What is Stable Matching problem? Stable Matching Problem is the problem to find stable matching between two equally sized sets. The matching is based on a given order of preference. A matching from one set to the other set is a bijection. Every element in one set is paired with an element in the other set.
Let there be two sets (let say one is a set of students and the other is a set of universities) And (S,U) is a pair of student and university then the pair will be considered not stable if: i) There a student let say S'(other than S) in set of students that prefers university U more than S AND ii) U also prefers student S' more than student S.
OR i) There is a University U'(other than U) that prefers student S more than U AND ii)S also prefers University U' more than it prefers U.
Using Gale-Shapley Algo all pairs formed are made stable. To make it more simpler we will consider N students and N universities. Given these two sets with this algo we will form stable pairs of Students and their respective Universities.
Steps -
- Each student who has not been admitted to any universities yet goes to the university that he/she prefers the most to whom he has not applied for admission yet according to the preference list.
- If a student applies for admission to a university in which the seat is not filled then he/she gets admission in that university.
- If a student applies for admission to a university in which the seat is already filled, then the university checks its preference order to see which student it prefers more. If the university prefers the new student over its currently enrolled student, then the university drops out it’s old student and enrolls the new student. And the student who was previously admitted into the university is no more enrolled.
- These steps are repeated until all the students are enrolled in any of the universities.
##Prove that everyone is admitted to one of the university at the end of algorithm.

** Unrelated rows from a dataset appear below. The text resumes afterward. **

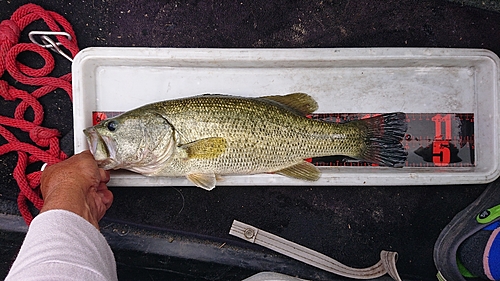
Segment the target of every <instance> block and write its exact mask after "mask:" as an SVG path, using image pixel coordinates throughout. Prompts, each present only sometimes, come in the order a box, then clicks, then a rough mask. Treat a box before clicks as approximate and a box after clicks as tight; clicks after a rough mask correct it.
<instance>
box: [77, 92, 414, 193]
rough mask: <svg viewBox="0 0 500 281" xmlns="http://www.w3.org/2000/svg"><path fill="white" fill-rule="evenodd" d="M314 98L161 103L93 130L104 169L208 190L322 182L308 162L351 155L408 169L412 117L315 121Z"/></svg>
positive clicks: (367, 159) (237, 98) (225, 98)
mask: <svg viewBox="0 0 500 281" xmlns="http://www.w3.org/2000/svg"><path fill="white" fill-rule="evenodd" d="M317 109H318V104H317V102H316V101H315V100H314V99H313V98H312V97H311V96H310V95H308V94H305V93H291V94H287V95H274V96H262V97H242V96H232V95H223V94H202V95H197V96H192V97H185V98H179V99H173V100H166V101H159V102H154V103H151V104H147V105H144V106H141V107H138V108H136V109H133V110H130V111H127V112H124V113H122V114H121V115H118V116H116V117H113V118H109V119H106V120H103V121H101V122H100V123H98V124H97V125H95V126H93V127H89V128H86V129H85V130H84V134H85V136H86V139H87V142H88V145H89V149H90V151H91V153H92V154H93V155H94V158H95V160H96V161H97V163H98V166H99V167H101V168H103V169H106V170H111V169H115V170H116V169H126V170H130V171H132V172H136V173H139V174H142V175H145V176H156V177H164V176H165V177H186V178H187V179H188V180H189V181H190V182H192V183H193V184H194V185H196V186H198V187H201V188H203V189H206V190H211V189H213V188H214V187H215V186H216V183H217V180H218V179H220V178H221V177H222V176H224V175H253V174H263V173H270V174H279V175H283V176H288V177H291V178H295V179H301V180H305V181H317V180H318V179H319V178H320V176H321V171H320V170H319V169H318V168H317V167H316V166H314V165H313V164H311V163H310V162H308V161H306V160H305V159H309V158H313V157H322V156H332V155H344V156H347V157H351V158H355V159H359V160H363V161H367V162H370V163H374V164H378V165H380V166H388V167H396V168H398V167H402V166H403V165H404V163H405V161H406V159H407V155H408V153H407V152H406V151H405V149H404V148H403V145H402V139H403V137H404V136H405V133H406V130H407V122H406V114H405V113H402V112H393V113H385V114H381V115H379V116H375V117H371V118H367V119H360V120H353V121H349V122H345V123H341V124H338V123H333V122H326V121H321V120H313V119H311V118H308V117H307V116H308V115H310V114H312V113H313V112H314V111H316V110H317Z"/></svg>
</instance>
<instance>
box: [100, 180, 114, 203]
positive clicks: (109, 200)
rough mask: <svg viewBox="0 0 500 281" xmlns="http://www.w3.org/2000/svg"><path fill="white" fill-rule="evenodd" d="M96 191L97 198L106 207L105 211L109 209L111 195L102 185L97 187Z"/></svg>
mask: <svg viewBox="0 0 500 281" xmlns="http://www.w3.org/2000/svg"><path fill="white" fill-rule="evenodd" d="M98 189H99V191H98V192H97V193H98V194H99V197H101V201H102V203H103V204H104V205H105V206H106V210H107V209H109V208H110V207H111V204H113V198H114V196H113V193H112V192H111V190H109V189H108V188H107V187H106V185H105V184H103V183H101V184H100V185H99V188H98Z"/></svg>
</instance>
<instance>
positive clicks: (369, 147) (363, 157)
mask: <svg viewBox="0 0 500 281" xmlns="http://www.w3.org/2000/svg"><path fill="white" fill-rule="evenodd" d="M356 122H360V123H361V124H362V125H363V127H365V128H366V130H365V132H366V135H365V141H366V146H365V148H364V149H362V150H361V152H360V154H361V155H359V158H360V159H362V160H364V161H368V162H371V163H374V164H378V165H381V166H388V167H403V166H404V164H405V161H406V159H407V156H408V152H407V151H406V150H405V149H404V147H403V144H402V140H403V138H404V136H405V133H406V130H407V129H408V124H407V122H406V114H405V113H402V112H395V113H386V114H382V115H379V116H375V117H371V118H367V119H362V120H359V121H356Z"/></svg>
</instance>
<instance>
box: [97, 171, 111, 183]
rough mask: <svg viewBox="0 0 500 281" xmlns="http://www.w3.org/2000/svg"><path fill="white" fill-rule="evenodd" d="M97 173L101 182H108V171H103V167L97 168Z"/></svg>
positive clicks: (108, 181) (109, 178) (108, 179)
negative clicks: (98, 170) (97, 171)
mask: <svg viewBox="0 0 500 281" xmlns="http://www.w3.org/2000/svg"><path fill="white" fill-rule="evenodd" d="M99 175H100V177H101V182H104V183H108V182H109V179H110V178H109V171H105V170H104V169H101V168H99Z"/></svg>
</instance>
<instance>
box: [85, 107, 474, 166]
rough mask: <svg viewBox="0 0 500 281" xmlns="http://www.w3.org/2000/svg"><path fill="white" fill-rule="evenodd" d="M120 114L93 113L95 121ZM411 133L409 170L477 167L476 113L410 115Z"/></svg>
mask: <svg viewBox="0 0 500 281" xmlns="http://www.w3.org/2000/svg"><path fill="white" fill-rule="evenodd" d="M119 114H121V112H97V111H95V112H92V122H93V124H94V125H95V124H97V123H99V122H100V121H102V120H104V119H106V118H111V117H114V116H117V115H119ZM376 115H378V114H377V113H317V114H311V115H310V116H308V117H310V118H312V119H317V120H323V121H327V122H337V123H343V122H349V121H352V120H358V119H362V118H369V117H373V116H376ZM406 119H407V120H406V121H407V122H408V131H407V133H406V136H405V139H404V140H403V146H404V147H405V149H406V150H407V151H408V160H407V161H406V163H405V166H406V167H440V168H441V167H474V166H475V160H474V159H475V158H474V114H472V113H407V114H406ZM308 160H309V161H311V163H313V164H314V165H316V166H356V167H363V166H374V165H373V164H371V163H367V162H363V161H359V160H356V159H351V158H348V157H345V156H328V157H318V158H312V159H308Z"/></svg>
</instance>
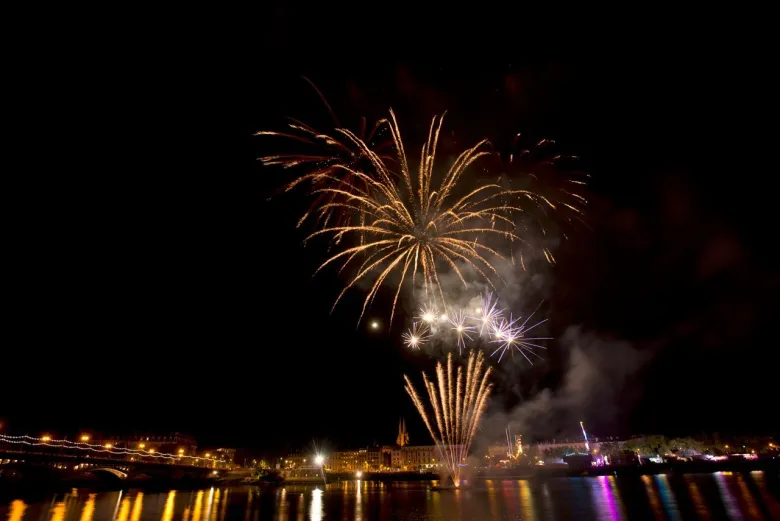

At the end of the algorithm, all students will be admitted to one of the universities. This is because each university will eventually be applied for admission by at least one of the students , thus every university will be admitted by some student.
##Prove all matching pairs are Stable Now we will show that all the pairs formed after implementation of this Algorithm will be stable pairs(according to our explanation of stable pairs given above)
Let two matched pairs be (S1,U1) and (S2, U2) obtained on completion of the Algorithm.---------------------------------------------------------------------------------------- We will show that it's not possible for S1 and U2 to prefer each other more than their currently matched counterpart. If S1 would have preferred U2 more then he/she would have applied for U2 before than it
For example :-
Suppose there are 3 students and 3 universities.
Student = {S1,S2,S3}
Universities = {U1,U2,U3}
The preference list for University –
U1 : S3>S2>S1
U2 : S1>S3>S2
U3 : S1>S2>S3
The preference list for University :–
S1 : U1>U2>U3
S2 : U2>U1>U3
S3 : U3>U1>U2
HOW TO RUN THE CODE:-
Input: In the first line of input user has to give a positive integer n which is the number of students and seats available. Next user is asked to enter n lines of input each line consisting n spaced integers ranging from 1 to n and all distinct.(This is the nxn matrix for Student Prefernce) Next user is asked to enter n lines of input each line consisting n spaced integers ranging from 1 to n and all distinct.(This is the nxn matrix for University Prefernce)
Output: Output Consits of n lines Each lines has two spaced intgers. ith line has student enrolled in ith univerity.